Here is a question I'm doing to study for my introductory statistics final exam coming up in a few weeks. Specifically, I'm attempting part (c) here:
A factory manufactures widgets. To successfully manufacture widgets, two machines must both be working. The production supervisor has noticed that in a $28$ day period, machine A was broken on $5$ days, and machine B was broken on $8$ days. Assuming that the chance of a machine to be broken on a given day is independent of its chance to be broken on any day.
(a) Calculate a $95$% confidence interval for the percentage of days that machine A is broken.
(b) Is there evidence in the data collected that machine B is less reliable than machine A? What additional assumptions are you making, if any?
(c) The production supervisor's intuition suggests that the machines break down together more than should be expected. Over a $60$ day period, she observes that there are $14$ days when only machine A breaks down, $13$ days when only machine B breaks down, and $2$ days when both break down. Does this data support her intuition?
Here's the beginning of the model solutions provided:
Picture of beginning of solution to part (c).
However, it's unclear how they come up with the numbers $33$, $12$, $11$, and $2$ for expected values. It seems like they're pulling those numbers out of thin air.

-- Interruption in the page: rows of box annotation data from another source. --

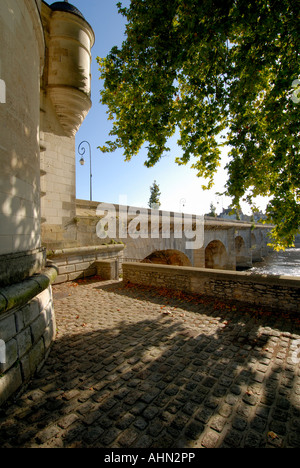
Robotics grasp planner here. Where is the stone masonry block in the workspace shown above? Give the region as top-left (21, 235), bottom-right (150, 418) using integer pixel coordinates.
top-left (21, 298), bottom-right (40, 327)
top-left (29, 338), bottom-right (45, 375)
top-left (16, 327), bottom-right (32, 358)
top-left (0, 338), bottom-right (18, 373)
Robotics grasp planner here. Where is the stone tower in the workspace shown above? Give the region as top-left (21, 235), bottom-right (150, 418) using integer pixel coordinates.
top-left (0, 0), bottom-right (94, 405)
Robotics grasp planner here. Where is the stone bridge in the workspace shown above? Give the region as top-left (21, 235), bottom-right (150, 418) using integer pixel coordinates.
top-left (76, 200), bottom-right (271, 270)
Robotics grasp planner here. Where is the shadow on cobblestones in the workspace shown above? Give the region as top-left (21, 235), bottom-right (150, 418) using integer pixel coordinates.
top-left (0, 282), bottom-right (300, 448)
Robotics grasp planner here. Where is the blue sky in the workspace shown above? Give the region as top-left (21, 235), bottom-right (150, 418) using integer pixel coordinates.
top-left (68, 0), bottom-right (264, 214)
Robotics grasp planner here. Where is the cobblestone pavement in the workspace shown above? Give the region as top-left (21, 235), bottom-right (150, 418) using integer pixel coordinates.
top-left (0, 280), bottom-right (300, 449)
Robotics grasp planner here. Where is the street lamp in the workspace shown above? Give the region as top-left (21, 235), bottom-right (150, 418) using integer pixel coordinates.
top-left (78, 140), bottom-right (93, 201)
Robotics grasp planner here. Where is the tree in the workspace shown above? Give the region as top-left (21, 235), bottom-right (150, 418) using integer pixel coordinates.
top-left (98, 0), bottom-right (300, 249)
top-left (148, 180), bottom-right (161, 209)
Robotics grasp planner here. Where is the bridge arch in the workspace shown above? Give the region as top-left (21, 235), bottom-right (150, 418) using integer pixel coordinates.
top-left (235, 236), bottom-right (249, 270)
top-left (205, 240), bottom-right (228, 270)
top-left (142, 249), bottom-right (192, 266)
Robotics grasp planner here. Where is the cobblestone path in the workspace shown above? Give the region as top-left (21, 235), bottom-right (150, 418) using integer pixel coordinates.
top-left (0, 280), bottom-right (300, 449)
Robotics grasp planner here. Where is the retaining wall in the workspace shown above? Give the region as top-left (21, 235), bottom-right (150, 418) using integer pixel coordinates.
top-left (48, 244), bottom-right (125, 284)
top-left (123, 263), bottom-right (300, 312)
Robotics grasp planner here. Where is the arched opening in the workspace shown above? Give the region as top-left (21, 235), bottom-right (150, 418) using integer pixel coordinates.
top-left (142, 250), bottom-right (192, 266)
top-left (205, 240), bottom-right (228, 270)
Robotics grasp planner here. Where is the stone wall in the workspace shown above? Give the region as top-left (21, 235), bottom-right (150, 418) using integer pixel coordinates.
top-left (123, 263), bottom-right (300, 312)
top-left (48, 244), bottom-right (124, 284)
top-left (40, 3), bottom-right (95, 249)
top-left (0, 268), bottom-right (57, 406)
top-left (0, 0), bottom-right (45, 255)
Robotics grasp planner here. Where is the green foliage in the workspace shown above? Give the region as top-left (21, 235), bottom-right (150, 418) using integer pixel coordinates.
top-left (148, 180), bottom-right (161, 209)
top-left (98, 0), bottom-right (300, 248)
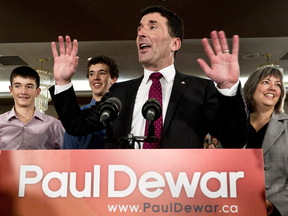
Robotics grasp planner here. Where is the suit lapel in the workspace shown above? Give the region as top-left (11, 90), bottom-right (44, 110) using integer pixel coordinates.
top-left (125, 76), bottom-right (143, 134)
top-left (162, 71), bottom-right (189, 135)
top-left (262, 113), bottom-right (287, 154)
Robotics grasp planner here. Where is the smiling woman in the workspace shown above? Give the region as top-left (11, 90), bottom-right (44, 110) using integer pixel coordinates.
top-left (243, 67), bottom-right (288, 215)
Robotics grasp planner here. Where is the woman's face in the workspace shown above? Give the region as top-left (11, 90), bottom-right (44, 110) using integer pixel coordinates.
top-left (253, 75), bottom-right (281, 110)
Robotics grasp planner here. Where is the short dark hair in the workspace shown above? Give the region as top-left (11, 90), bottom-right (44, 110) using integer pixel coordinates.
top-left (86, 55), bottom-right (119, 79)
top-left (10, 66), bottom-right (40, 89)
top-left (141, 6), bottom-right (184, 54)
top-left (243, 67), bottom-right (285, 113)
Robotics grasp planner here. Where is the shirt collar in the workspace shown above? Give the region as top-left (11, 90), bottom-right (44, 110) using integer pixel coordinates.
top-left (89, 97), bottom-right (97, 106)
top-left (143, 64), bottom-right (176, 83)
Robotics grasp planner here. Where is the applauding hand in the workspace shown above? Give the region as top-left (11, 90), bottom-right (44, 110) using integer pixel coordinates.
top-left (51, 36), bottom-right (79, 85)
top-left (197, 31), bottom-right (240, 89)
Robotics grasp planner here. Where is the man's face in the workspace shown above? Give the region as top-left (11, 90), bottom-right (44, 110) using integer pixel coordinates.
top-left (88, 63), bottom-right (117, 101)
top-left (136, 13), bottom-right (178, 71)
top-left (9, 76), bottom-right (41, 108)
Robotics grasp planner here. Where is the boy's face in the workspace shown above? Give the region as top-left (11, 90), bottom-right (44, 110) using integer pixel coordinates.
top-left (88, 63), bottom-right (117, 101)
top-left (9, 76), bottom-right (41, 108)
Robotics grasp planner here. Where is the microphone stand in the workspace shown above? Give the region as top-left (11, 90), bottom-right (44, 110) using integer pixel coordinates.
top-left (120, 121), bottom-right (157, 149)
top-left (102, 121), bottom-right (117, 143)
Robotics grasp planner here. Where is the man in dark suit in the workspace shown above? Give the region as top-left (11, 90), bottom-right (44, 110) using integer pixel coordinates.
top-left (50, 6), bottom-right (247, 148)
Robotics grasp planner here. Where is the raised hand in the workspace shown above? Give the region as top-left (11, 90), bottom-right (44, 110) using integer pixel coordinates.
top-left (51, 36), bottom-right (79, 85)
top-left (197, 31), bottom-right (240, 89)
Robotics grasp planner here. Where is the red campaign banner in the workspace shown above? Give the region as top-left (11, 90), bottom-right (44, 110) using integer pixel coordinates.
top-left (0, 149), bottom-right (266, 216)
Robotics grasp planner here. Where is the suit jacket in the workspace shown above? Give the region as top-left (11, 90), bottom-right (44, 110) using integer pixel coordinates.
top-left (50, 71), bottom-right (249, 148)
top-left (262, 113), bottom-right (288, 216)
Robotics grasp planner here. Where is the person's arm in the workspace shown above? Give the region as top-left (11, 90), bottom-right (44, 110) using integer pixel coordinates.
top-left (51, 36), bottom-right (79, 85)
top-left (54, 119), bottom-right (65, 149)
top-left (197, 31), bottom-right (240, 89)
top-left (198, 31), bottom-right (249, 148)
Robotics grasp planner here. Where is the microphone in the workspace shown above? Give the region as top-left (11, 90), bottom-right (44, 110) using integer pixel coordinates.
top-left (99, 97), bottom-right (122, 123)
top-left (142, 98), bottom-right (162, 123)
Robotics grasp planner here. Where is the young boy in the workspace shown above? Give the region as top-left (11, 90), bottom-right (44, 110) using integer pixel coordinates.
top-left (0, 66), bottom-right (65, 150)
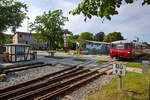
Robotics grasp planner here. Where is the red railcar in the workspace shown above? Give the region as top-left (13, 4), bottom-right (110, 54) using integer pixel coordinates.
top-left (110, 40), bottom-right (144, 59)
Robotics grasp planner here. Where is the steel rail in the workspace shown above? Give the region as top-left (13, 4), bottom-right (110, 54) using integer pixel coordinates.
top-left (0, 68), bottom-right (82, 99)
top-left (0, 66), bottom-right (76, 95)
top-left (12, 71), bottom-right (96, 100)
top-left (35, 74), bottom-right (100, 100)
top-left (2, 62), bottom-right (44, 70)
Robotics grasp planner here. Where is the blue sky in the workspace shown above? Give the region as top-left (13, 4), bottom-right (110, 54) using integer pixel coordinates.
top-left (13, 0), bottom-right (150, 43)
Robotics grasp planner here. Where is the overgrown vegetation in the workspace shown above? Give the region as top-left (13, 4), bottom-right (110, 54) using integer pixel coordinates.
top-left (73, 59), bottom-right (86, 62)
top-left (126, 62), bottom-right (150, 68)
top-left (70, 0), bottom-right (150, 21)
top-left (87, 72), bottom-right (149, 100)
top-left (45, 56), bottom-right (64, 59)
top-left (96, 61), bottom-right (106, 64)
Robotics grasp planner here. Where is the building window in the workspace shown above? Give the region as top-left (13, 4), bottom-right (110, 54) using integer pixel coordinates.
top-left (18, 40), bottom-right (21, 43)
top-left (26, 41), bottom-right (28, 44)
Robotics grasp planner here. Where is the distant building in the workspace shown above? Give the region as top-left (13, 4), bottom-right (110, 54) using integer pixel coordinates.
top-left (13, 32), bottom-right (47, 49)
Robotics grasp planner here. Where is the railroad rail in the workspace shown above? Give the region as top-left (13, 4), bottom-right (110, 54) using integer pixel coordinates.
top-left (0, 64), bottom-right (112, 100)
top-left (1, 62), bottom-right (52, 74)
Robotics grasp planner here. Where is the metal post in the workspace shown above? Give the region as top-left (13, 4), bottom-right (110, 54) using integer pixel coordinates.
top-left (118, 75), bottom-right (122, 91)
top-left (149, 70), bottom-right (150, 100)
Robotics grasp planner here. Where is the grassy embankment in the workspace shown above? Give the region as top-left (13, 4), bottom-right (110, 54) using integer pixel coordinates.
top-left (126, 62), bottom-right (150, 68)
top-left (45, 56), bottom-right (64, 59)
top-left (73, 59), bottom-right (86, 62)
top-left (87, 72), bottom-right (150, 100)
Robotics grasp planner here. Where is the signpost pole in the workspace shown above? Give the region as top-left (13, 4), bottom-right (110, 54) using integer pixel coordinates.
top-left (118, 75), bottom-right (122, 91)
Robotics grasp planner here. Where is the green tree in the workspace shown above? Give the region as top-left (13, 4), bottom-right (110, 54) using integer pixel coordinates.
top-left (0, 32), bottom-right (6, 46)
top-left (70, 0), bottom-right (150, 21)
top-left (30, 10), bottom-right (68, 50)
top-left (0, 0), bottom-right (27, 33)
top-left (94, 32), bottom-right (105, 41)
top-left (72, 35), bottom-right (80, 39)
top-left (104, 32), bottom-right (124, 42)
top-left (79, 32), bottom-right (94, 40)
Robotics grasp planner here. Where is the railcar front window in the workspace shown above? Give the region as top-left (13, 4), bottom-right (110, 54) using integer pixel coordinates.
top-left (117, 44), bottom-right (124, 49)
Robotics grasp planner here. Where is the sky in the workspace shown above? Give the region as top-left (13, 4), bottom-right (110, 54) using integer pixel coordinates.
top-left (10, 0), bottom-right (150, 43)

How do I get them?
I understand that the observed values are $31$, $14$, $13$, and $2$, but I don't understand why the expected values are $33$, $12$, $11$, and $2$. For instance, why can't they be e.g. $32$, $13$, $12$, and $3$ instead?
For reference, here are the complete solutions, where the solution to (c) starts on page 3: https://ams005-winter16-02.courses.soe.ucsc.edu/system/files/attachments/practice_final_1_solutions.pdf
There is nothing magical here. Let $E_{ij}$ be the expected count in cell $(i, j)$ (that is, row $i$, column $j$). Let $x_{ij}$ be the actual count in $(i, j)$. For any row $i$, the row count is
$$S_{i, \cdot} = \sum_{k = 1}^n X_{ik}$$
and similar for the column count. Then
$$E_{ij} = \frac{S_{i, \cdot} S_{\cdot, j}}{\sum_{i, \ j} X_{ij}} $$
is the expected count in cell $(i, j).$ That is, as I said in my comment, The product of the row and column counts divided by the grand total.
Let's do the counts for your specific example.
$$\begin{align*} E_{11} &= \frac{45 \cdot 44}{60} = 33 \\ E_{12} &= \frac{45 \cdot 16}{60} = 12 \\ E_{21} &= \frac{15 \cdot 44}{60} = 11 \\ E_{22} &= \frac{15 \cdot 16}{60} = 4 \end{align*}$$
I'm hoping this answers your question because I am not sure what else you would be looking for. The short version: just do the computations.